Reconocer y enfrentar el problema

1.- Identificarlo: «Primero, hay que ser consciente de que después de estar dos años con la mascarilla puesta tantas horas al día necesitamos un tiempo de adaptación en el que van a surgir inseguridades y malestares. Después, cuando los síntomas son intolerables porque interfieren de forma negativa o condicionante en nuestro día a día, podemos pedir ayuda», argumenta Martínez. «Lo importante es identificar que algo no va bien, que a pesar de que parece que todo vuelve a ser más ‘normal’ yo sigo con miedo, no hago planes, bloqueo el contacto social, siento ansiedad, no duermo bien… Solo si somos conscientes de ello buscaremos ayuda y trabajaremos lo que no funciona. El miedo siempre debe ser un recurso, no un límite. Para ello debemos analizar de dónde nace para afrontarlo sin que nos incapacite. Plantearnos objetivos realizables, graduales, focalizar nuestra atención en las soluciones que estén en nuestra mano, en las cosas que podamos controlar», añade Martos.

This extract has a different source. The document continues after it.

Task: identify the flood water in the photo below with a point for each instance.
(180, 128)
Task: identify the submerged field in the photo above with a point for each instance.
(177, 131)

2.- Hacerle frente: «Lo que nosotros hacemos en primer lugar es aprender diferentes técnicas de relajación que nos puedan ayudar a tolerar mejor el hecho de exponernos a esta situación, que al final desaparecerá porque el propio día a día normalizará la situación. La clave está en la exposición, es decir, salir a la calle, relacionarse con gente… y hacerlo de forma gradual, teniendo el control del tiempo de exposición, del espacio… Luego trabajamos y desgranamos los pensamientos negativos que generan este tipo de miedo y se valora el riesgo real que existe de contagiarte y de padecer las consecuencias por haberte contagiado. Y, por último, hay que reforzar todos los aspectos positivos que tiene el hecho de que se quiten las mascarillas: volver a vernos, a relacionarnos…», agrega Martínez.

3.- Ayudar a otros: «El consejo sería la exposición de forma gradual y controlada, exponiéndolos a situaciones que no sean amenazantes para ellos, que no sean muy hostiles, que puedan estar con cierta seguridad, haciéndolo poco a poco y en espacios en los que ellos sientan que tienen el control, y con muy pocas personas hasta que vayamos normalizando la situación», aconsejan las expertas.